Component Interfaces
Applications usually communicate with other software systems.
Within an application, components interface with each other to provide services
and exchange data. Common causes of failure at interfaces are misunderstanding
of data usage, data lengths, data validation, assumptions, trust relationships,
etc. Understanding the interfaces exposed by components is essential in
exposing security bugs hidden in the interactions between components. The need
for such understanding and testing becomes paramount when third-party software
is used or when the source code is not available for a particular component.
Another important benefit of understanding component interfaces is validation
of principles of compartmentalization. The basic idea behind
compartmentalization is to minimize the amount of damage that can be done to a
system by breaking up the system into as few units as possible while still
isolating code that has security privileges [McGraw 02]. Test cases can be
developed to validate compartmentalization and to explore failure behavior of
components in the event of security violations and how the failure affects
other components.
Configuration
In many cases, software comes with various parameters set by
default, possibly with no regard for security. Often, functional testing is
performed only with the default settings, thus leaving sections of code related
to non-default settings untested. Two main concerns with configuration
parameters with respect to security are storing sensitive data in configuration
files and configuration parameters changing the flow of execution paths.
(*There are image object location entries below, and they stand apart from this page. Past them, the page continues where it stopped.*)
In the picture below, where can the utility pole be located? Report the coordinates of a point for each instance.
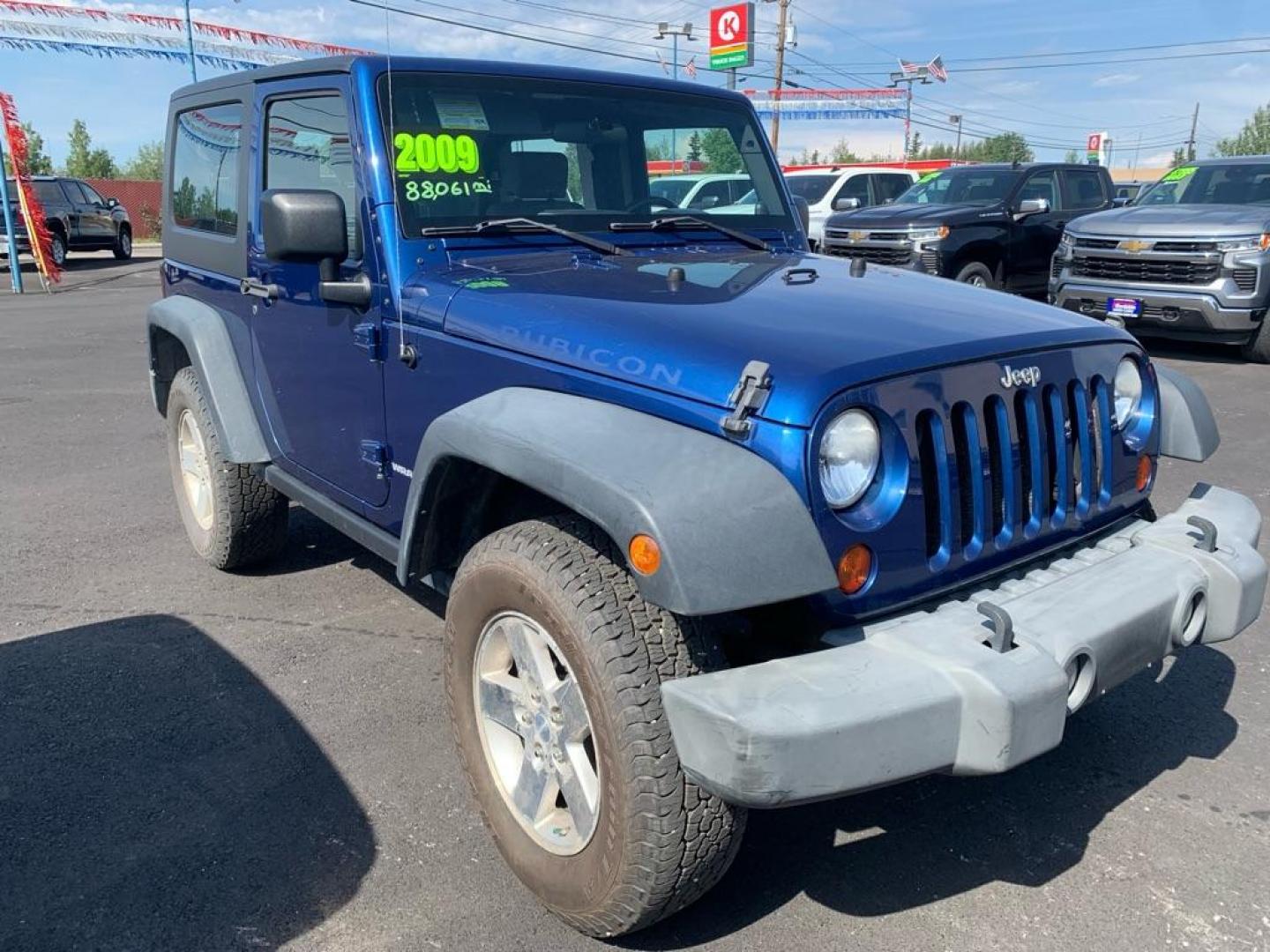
(190, 45)
(780, 74)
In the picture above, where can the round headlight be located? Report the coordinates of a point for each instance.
(1127, 391)
(850, 450)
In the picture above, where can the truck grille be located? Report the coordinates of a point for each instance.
(1246, 279)
(982, 487)
(1151, 271)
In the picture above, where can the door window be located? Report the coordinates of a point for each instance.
(1042, 184)
(888, 187)
(309, 146)
(205, 175)
(1084, 188)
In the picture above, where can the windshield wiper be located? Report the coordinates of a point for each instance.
(676, 221)
(510, 227)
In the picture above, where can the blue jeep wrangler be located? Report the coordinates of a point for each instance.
(721, 524)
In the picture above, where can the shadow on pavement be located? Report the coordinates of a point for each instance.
(917, 843)
(153, 795)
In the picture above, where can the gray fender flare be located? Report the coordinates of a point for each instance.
(1186, 427)
(201, 331)
(733, 531)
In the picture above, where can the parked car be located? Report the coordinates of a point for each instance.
(700, 192)
(79, 219)
(721, 524)
(1191, 260)
(993, 227)
(834, 190)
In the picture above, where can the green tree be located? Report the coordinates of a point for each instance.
(721, 152)
(83, 160)
(695, 146)
(1254, 138)
(841, 153)
(147, 163)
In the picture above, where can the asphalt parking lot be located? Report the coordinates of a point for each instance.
(198, 761)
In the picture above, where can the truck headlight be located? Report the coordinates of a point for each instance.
(1127, 392)
(929, 234)
(1252, 242)
(850, 452)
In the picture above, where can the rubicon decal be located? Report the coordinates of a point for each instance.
(1024, 376)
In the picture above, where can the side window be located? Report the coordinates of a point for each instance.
(1042, 184)
(1084, 188)
(74, 193)
(205, 169)
(855, 187)
(891, 187)
(309, 146)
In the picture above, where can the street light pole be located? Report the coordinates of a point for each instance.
(190, 45)
(663, 31)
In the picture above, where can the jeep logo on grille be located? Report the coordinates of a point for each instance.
(1029, 376)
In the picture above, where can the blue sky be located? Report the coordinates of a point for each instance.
(839, 45)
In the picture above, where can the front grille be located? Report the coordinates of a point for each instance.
(874, 254)
(1002, 471)
(1151, 271)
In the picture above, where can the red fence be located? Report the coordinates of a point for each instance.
(141, 197)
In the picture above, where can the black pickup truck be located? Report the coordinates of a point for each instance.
(78, 219)
(995, 227)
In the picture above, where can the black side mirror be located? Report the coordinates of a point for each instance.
(303, 225)
(306, 225)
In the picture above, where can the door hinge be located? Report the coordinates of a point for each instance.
(367, 337)
(747, 398)
(375, 455)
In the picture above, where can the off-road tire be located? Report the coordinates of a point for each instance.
(660, 842)
(1258, 346)
(123, 244)
(977, 271)
(249, 517)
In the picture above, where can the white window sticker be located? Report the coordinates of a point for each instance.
(460, 112)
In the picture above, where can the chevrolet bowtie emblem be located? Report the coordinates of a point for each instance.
(1134, 247)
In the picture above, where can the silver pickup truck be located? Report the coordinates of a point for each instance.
(1191, 259)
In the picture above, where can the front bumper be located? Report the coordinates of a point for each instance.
(926, 692)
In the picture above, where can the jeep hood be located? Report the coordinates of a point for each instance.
(820, 331)
(1189, 221)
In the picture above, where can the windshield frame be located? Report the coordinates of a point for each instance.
(1188, 183)
(756, 152)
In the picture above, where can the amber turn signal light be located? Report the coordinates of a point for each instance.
(1145, 471)
(855, 569)
(644, 554)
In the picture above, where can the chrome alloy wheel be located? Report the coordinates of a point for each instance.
(536, 733)
(196, 472)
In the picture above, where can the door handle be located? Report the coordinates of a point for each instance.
(254, 288)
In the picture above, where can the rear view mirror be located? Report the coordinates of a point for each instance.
(303, 225)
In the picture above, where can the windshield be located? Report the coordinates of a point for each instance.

For
example, user privileges, user roles, or user passwords are stored in the
configuration files, which could be manipulated to elevate privilege, change
roles, or access the system as a valid user. Configuration settings that change
the path of execution could exercise vulnerable code sections that were not
developed with security in mind. The change of flow also applies to cases where
the settings are changed from one security level to another, where the code
sections are developed with security in mind. For example, changing an endpoint
from requiring authentication to not
requiring authentication means the endpoint can be accessed by everyone. When a
system has multiple configurable options, testing all combinations of
configuration can be time consuming; however, with access to source code, a
risk-based approach can help in selecting combinations that have higher
probability in exposing security violations. In addition, coverage analysis should
aid in determining gaps in test coverage of code paths.
Error handling
The most neglected code paths during the testing process are error
handling routines. Error handling in this paper includes exception handling,
error recovery, and fault tolerance routines. Functionality tests are normally
geared towards validating requirements, which generally do not describe
negative (or error) scenarios. Even when negative functional tests are created,
they don’t test for non-normative behavior or extreme error conditions, which
can have security implications. For example, functional stress testing is not
performed with an objective to break the system to expose security
vulnerability. Validating the error handling behavior of the system is critical
during security testing, especially subjecting the system to unusual and
unexpected error conditions. Unusual errors are those that have a low
probability of occurrence during normal usage. Unexpected errors are those that
are not explicitly specified in the design specification, and the developers
did not think of handling the error. For example, a system call may throw an
”unable to load library” error, which may not be explicitly listed in the
design documentation as an error to be handled. All aspects of error handling
should be verified and validated, including error propagation, error
observability, and error recovery. Error propagation is how the errors are
propagated through the call chain. Error observability is how the error is
identified and what parameters are passed as error messages. Error recovery is
getting back to a state conforming to specifications. For example, return codes
for errors may not be checked, leading to uninitialized variables and garbage
data in buffers; if the memory is manipulated before causing a failure, the
uninitialized memory may contain attacker-supplied data. Another common mistake
to look for is when sensitive information is included as part of the error
messages.
Tools
Source Code Analysis
Source code analysis is the process of checking source code for
coding problems based on a fixed set of patterns or rules that might indicate
possible security vulnerabilities. Static analysis tools scan the source code
and automatically detect errors that typically pass through compilers and
become latent problems. The strength of static analysis depends on the fixed
set of patterns or rules used by the tool; static analysis does not find all
security issues. The output of the static analysis tool still requires human
evaluation. For white box testing, the results of the source code analysis
provide a useful insight into the security posture of the application and aid
in test case development. White box testing should verify that the potential
vulnerabilities uncovered by the static tool do not lead to security
violations. Some static analysis tools provide data-flow and control-flow
analysis support, which are useful during test case development.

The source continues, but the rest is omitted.